— Патрик Шейд. Это имя — очередная ложь?
— Нет. И не так много было лжи.
— Как насчет тюрьмы в Хантсвилле?
— Да ладно тебе. Ты же понимала, что это пустые россказни.
На самом деле не совсем.
— А работа на стройке?
— Какое-то время я действительно работал строителем.
— Человек чести. Виновата, признаю.
Он не сдавался:
— Твои родители наняли меня. Я получал от них указания и, судя по тому, что произошло сегодня, они поступили правильно, когда приказали мне не раскрывать себя.
— Они чрезмерно меня опекают.
— Ты получала письма с угрозами. Пару раз на тебя нападали. На твою свадьбу были приглашены высокие гости. Действительно стоило проявить разумную бдительность.
— Единственный человек, который мне хоть как-то навредил, — это ты!
Он поморщился, но это порадовало Люси не настолько, как она рассчитывала.
— Ты права, — признал Панда. — Нельзя было распускать руки, как бы я ни сходил по тебе с ума.
Осознание того, что он сходил по ней с ума, вдохновило, и она набросилась на него с удвоенной энергией:
— Кто придумал поехать на озеро Каддо?
— Это место как нельзя лучше подходило для того, чтобы тебя спрятать. Дом уединенный, а твои родители хотели дать тебе время подумать и понять, что ты совершила ошибку.
— И все вы считали, что самое лучшее — это доставить меня на Каддо на адской машине смерти?
— Этого я не планировал.
— Надо же, я думала, ты спланировал все.
— Да, в следующий раз, когда стану охранять невесту, будь уверена, я подготовлюсь к такому варианту, что она может сбежать.
Люси больше не могла это слушать и направилась к двери. Прежде чем она успела выйти, он снова заговорил:
— Мотоцикл мне дал один парень в Остине. Для прикрытия образ байкера отлично подходил. Я приехал в Уайнет за пару дней до тебя, чтобы пошататься по барам и посмотреть, не вызову ли подозрений. К тому же я мог слушать разговоры посетителей и понять, стоит ли чего-то опасаться.
— И что ты услышал?
— В основном люди говорили о том, что ни одна женщина не будет достаточно хороша для Теда. Он там почти как бог.
Она нахмурилась.
— Я знала, что местные меня не любят.
— Не думаю, что дело именно в тебе. По крайней мере тогда мне так не показалось. Возможно, теперь я изменю свое мнение.

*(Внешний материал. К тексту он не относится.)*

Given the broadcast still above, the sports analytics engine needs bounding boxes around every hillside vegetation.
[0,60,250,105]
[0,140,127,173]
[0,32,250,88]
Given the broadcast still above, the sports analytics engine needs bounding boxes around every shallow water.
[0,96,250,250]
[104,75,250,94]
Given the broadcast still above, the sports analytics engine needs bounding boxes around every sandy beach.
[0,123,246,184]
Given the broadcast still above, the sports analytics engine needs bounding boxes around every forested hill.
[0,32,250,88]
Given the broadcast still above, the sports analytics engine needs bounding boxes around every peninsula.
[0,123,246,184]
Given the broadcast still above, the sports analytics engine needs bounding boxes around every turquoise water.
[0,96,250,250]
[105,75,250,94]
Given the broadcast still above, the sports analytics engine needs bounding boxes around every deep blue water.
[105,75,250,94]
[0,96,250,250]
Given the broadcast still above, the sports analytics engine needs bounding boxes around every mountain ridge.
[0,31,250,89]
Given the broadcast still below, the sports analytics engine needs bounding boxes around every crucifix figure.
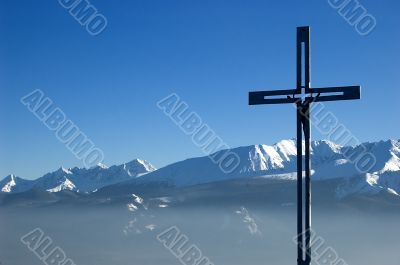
[249,27,360,265]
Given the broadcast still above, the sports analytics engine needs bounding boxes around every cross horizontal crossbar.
[249,86,361,105]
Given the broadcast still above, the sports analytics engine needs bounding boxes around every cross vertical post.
[249,27,361,265]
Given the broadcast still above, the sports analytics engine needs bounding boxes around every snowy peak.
[0,174,33,193]
[0,159,156,193]
[122,159,156,177]
[47,177,76,192]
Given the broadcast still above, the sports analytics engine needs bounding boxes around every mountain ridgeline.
[0,140,400,202]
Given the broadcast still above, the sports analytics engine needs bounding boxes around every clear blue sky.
[0,0,400,178]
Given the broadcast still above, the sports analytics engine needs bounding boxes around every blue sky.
[0,0,400,178]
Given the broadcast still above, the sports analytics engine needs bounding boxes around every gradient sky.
[0,0,400,179]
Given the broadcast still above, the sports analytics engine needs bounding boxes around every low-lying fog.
[0,200,400,265]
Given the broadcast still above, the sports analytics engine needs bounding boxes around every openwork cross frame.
[249,27,361,265]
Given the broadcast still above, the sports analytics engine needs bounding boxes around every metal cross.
[249,27,361,265]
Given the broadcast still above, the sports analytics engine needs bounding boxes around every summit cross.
[249,27,361,265]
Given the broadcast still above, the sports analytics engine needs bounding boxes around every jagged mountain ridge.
[0,159,156,193]
[0,140,400,198]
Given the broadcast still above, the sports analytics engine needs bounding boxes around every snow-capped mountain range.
[0,159,156,193]
[0,140,400,198]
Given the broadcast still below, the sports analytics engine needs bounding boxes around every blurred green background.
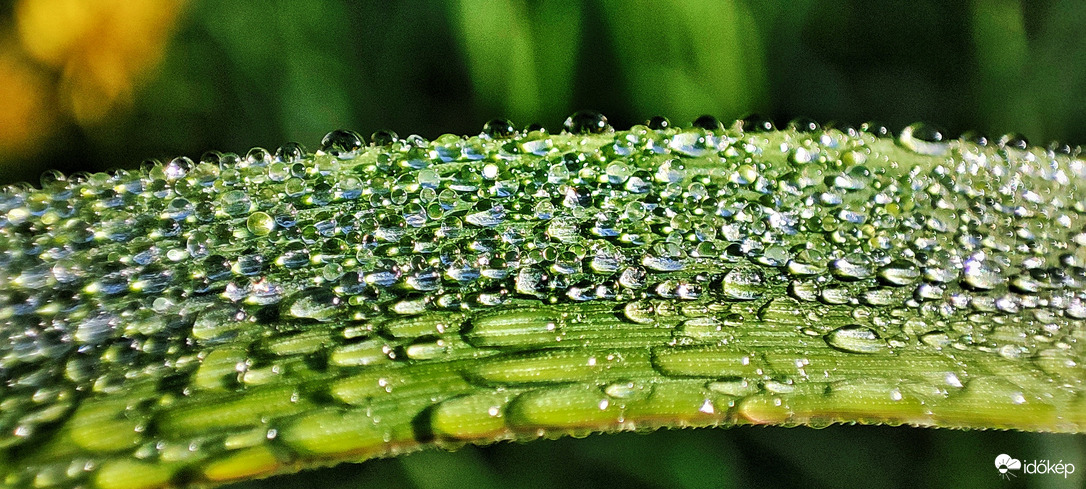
[0,0,1086,489]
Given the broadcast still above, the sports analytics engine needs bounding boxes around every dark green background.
[0,0,1086,489]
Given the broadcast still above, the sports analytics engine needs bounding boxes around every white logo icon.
[996,453,1022,480]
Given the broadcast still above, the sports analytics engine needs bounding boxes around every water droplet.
[692,115,724,130]
[999,133,1030,151]
[897,123,947,156]
[879,259,920,287]
[563,111,613,134]
[740,114,776,133]
[219,190,252,216]
[163,156,195,180]
[280,288,341,321]
[961,256,1003,290]
[275,142,310,164]
[320,129,366,160]
[824,324,886,353]
[482,118,517,139]
[830,253,874,280]
[721,266,766,301]
[860,121,892,138]
[788,117,821,133]
[245,212,275,236]
[645,115,671,130]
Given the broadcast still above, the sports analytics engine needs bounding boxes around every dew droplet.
[721,266,766,301]
[563,111,611,134]
[824,324,886,353]
[482,118,517,139]
[245,212,275,236]
[897,123,947,156]
[320,129,366,160]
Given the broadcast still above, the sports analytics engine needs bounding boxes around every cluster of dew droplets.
[0,112,1086,484]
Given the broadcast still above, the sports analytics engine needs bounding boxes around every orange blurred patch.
[15,0,184,125]
[0,48,54,155]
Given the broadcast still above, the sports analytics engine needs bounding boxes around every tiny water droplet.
[740,114,776,133]
[482,118,517,139]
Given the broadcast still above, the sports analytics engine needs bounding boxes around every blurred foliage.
[0,0,1086,183]
[0,0,1086,488]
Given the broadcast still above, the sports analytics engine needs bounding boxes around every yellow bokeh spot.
[0,47,53,155]
[14,0,184,126]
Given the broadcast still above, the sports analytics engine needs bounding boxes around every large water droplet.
[320,129,366,160]
[824,324,886,353]
[897,123,947,156]
[721,266,766,301]
[563,111,611,134]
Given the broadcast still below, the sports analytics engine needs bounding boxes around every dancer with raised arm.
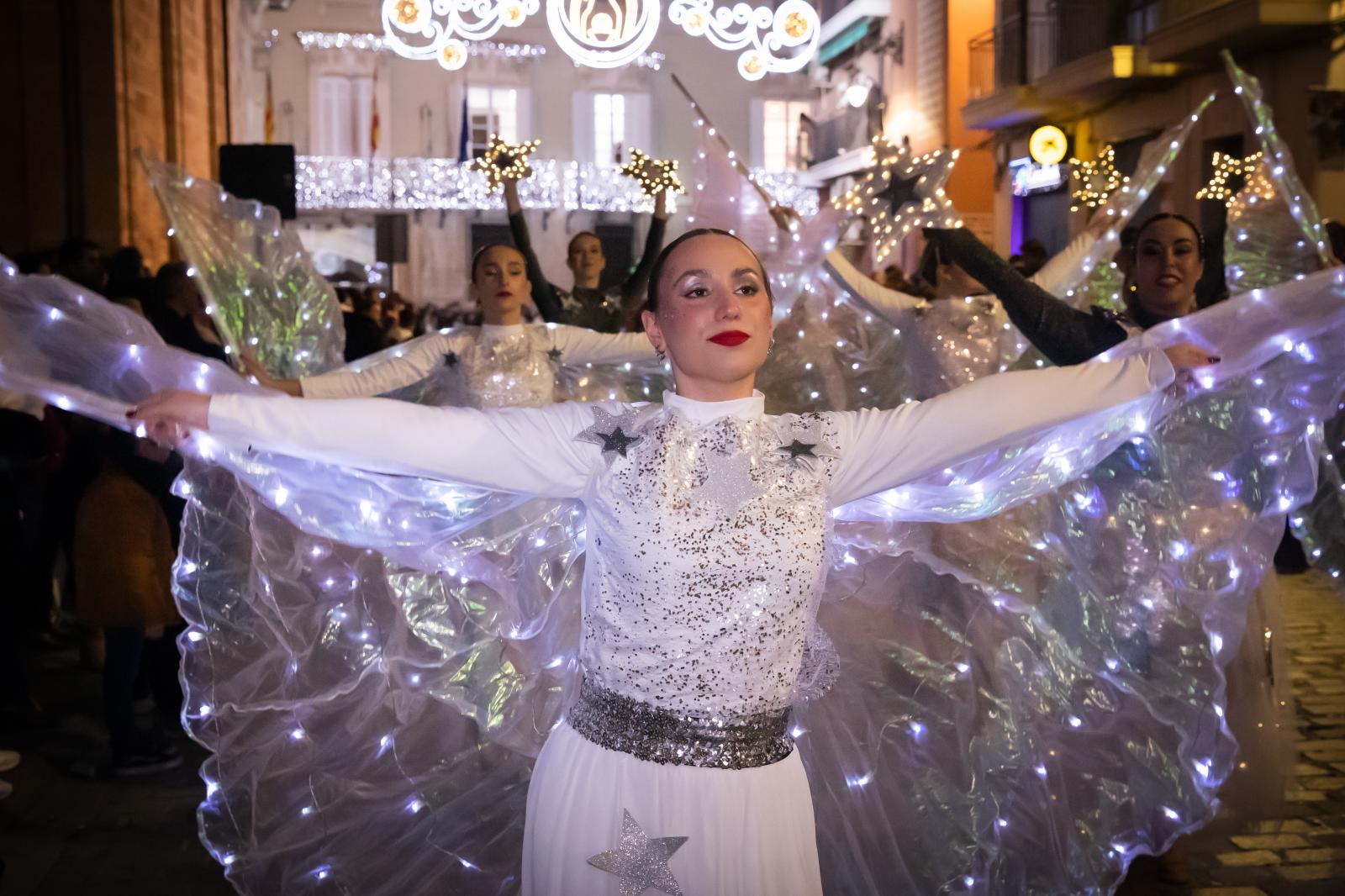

Люси услышала достаточно, но когда направилась ко второй двери, мистер Разговорчивость тут же метнулся за ней.
— Когда начался твой великий побег, — произнес он, — я подумал, что дольше чем на пару часов он не затянется. Откуда мне было знать, что у тебя случилось нечто вроде экзистенциального кризиса?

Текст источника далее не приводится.